Wasserprivatisierung und Widerstand in Lateinamerika

  • Oliver Matz
  • Lesedauer: 8 Min.
Oliver Matz ist freier Journalist und beschäftigt sich seit zwölf Jahren mit Lateinamerika. Zahlreiche Aufenthalte in Ländern wie Ecuador und Venezuela verschafften ihm einen Einblick in die Kultur und die Politik dieser Länder. Seine Schwerpunkte sind Sozial- und Gesellschaftspolitik.
Oliver Matz ist freier Journalist und beschäftigt sich seit zwölf Jahren mit Lateinamerika. Zahlreiche Aufenthalte in Ländern wie Ecuador und Venezuela verschafften ihm einen Einblick in die Kultur und die Politik dieser Länder. Seine Schwerpunkte sind Sozial- und Gesellschaftspolitik.

Wasser wird als Öl des 21. Jahrhunderts bezeichnet. Durch die rapide wachsende Weltbevölkerung, verbunden mit schrumpfenden Ressourcen, rechnen viele Experten in den nächsten Jahrzehnten mit einer sich akut verschärfenden Wasserkrise.
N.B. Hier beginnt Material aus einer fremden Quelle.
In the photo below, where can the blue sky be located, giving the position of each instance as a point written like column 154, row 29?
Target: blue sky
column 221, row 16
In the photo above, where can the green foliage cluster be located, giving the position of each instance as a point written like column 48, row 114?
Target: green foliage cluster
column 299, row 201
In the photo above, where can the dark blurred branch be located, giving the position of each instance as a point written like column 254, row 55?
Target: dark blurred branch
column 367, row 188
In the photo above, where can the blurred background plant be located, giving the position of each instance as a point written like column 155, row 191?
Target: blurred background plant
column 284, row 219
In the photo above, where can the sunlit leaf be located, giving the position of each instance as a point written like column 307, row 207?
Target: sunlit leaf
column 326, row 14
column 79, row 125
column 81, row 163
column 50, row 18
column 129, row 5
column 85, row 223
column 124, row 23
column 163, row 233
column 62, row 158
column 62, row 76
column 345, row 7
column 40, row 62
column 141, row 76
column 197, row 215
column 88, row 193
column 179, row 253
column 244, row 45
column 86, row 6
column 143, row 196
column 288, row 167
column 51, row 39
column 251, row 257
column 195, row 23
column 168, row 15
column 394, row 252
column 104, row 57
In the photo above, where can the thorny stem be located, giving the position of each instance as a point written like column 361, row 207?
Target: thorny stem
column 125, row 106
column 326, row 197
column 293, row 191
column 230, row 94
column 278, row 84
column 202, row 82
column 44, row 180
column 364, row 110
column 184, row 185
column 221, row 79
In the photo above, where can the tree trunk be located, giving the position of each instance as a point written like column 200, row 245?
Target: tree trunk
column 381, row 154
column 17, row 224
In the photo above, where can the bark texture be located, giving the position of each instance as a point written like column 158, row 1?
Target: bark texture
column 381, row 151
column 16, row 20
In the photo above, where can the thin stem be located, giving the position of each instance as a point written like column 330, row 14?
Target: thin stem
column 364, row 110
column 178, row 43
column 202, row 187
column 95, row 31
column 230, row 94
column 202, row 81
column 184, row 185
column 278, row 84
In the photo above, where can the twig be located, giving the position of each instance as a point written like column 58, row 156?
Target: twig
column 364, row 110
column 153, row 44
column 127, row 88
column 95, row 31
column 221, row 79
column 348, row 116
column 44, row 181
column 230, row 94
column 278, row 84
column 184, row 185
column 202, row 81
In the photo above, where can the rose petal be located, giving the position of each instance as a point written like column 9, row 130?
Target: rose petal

International agierende Konzerne versuchen Gewinn aus dieser Situation zu schlagen und sind bemüht, sich die Wasservorkommen anzueignen. Dabei stießen und stoßen sie aber in Lateinamerika auf massiven gesellschaftlichen Widerstand.

Insbesondere die Tochterfirmen der vier multinationalen Unternehmen Bechtel aus den USA, Suez und Vivendi aus Frankreich und RWE aus Deutschland sind bzw. waren seit Jahren in Lateinamerika aktiv (RWE hat sich Ende 2009 durch den Verkauf von American Water mit seinen 18 Millionen Kunden aus dem Wassergeschäft in Übersee zurückgezogen). Versorgten Mitte der 90er Jahre Suez, Vivendi und RWE nur 51 Millionen Kunden weltweit mit Wasser, so wurden allein von der französischen Suez 2009 schon 90 Millionen Menschen global mit Wasser beliefert. Zugang zu den Märkten Lateinamerikas erhalten Bechtel, Vivendi und Suez vor allem durch Interventionen der Weltbank und der Interamerikanischen Bank für Entwicklung. Die Privatisierung von Wasser wird von diesen regelmäßig gegenüber den Regierungen Lateinamerikas als Bedingung für Schuldenerlass und neue Kredite eingefordert. Organisationen wie die Weltbank halten dogmatisch daran fest, dass der freie Markt als Ressourcenmanagement besser funktioniere als die Verwaltung der Vorkommen durch den Staat.

Die Argumente für eine Privatisierung von Wasser sind im Wesentlichen die folgenden: Die Regierungen hätten durch Inkompetenz oder Korruption versagt, adäquat Trinkwasser zur Verfügung zu stellen. Weiter wird argumentiert, dass Wettbewerb zu höherer Qualität und langfristig zu niedrigeren Kosten führe.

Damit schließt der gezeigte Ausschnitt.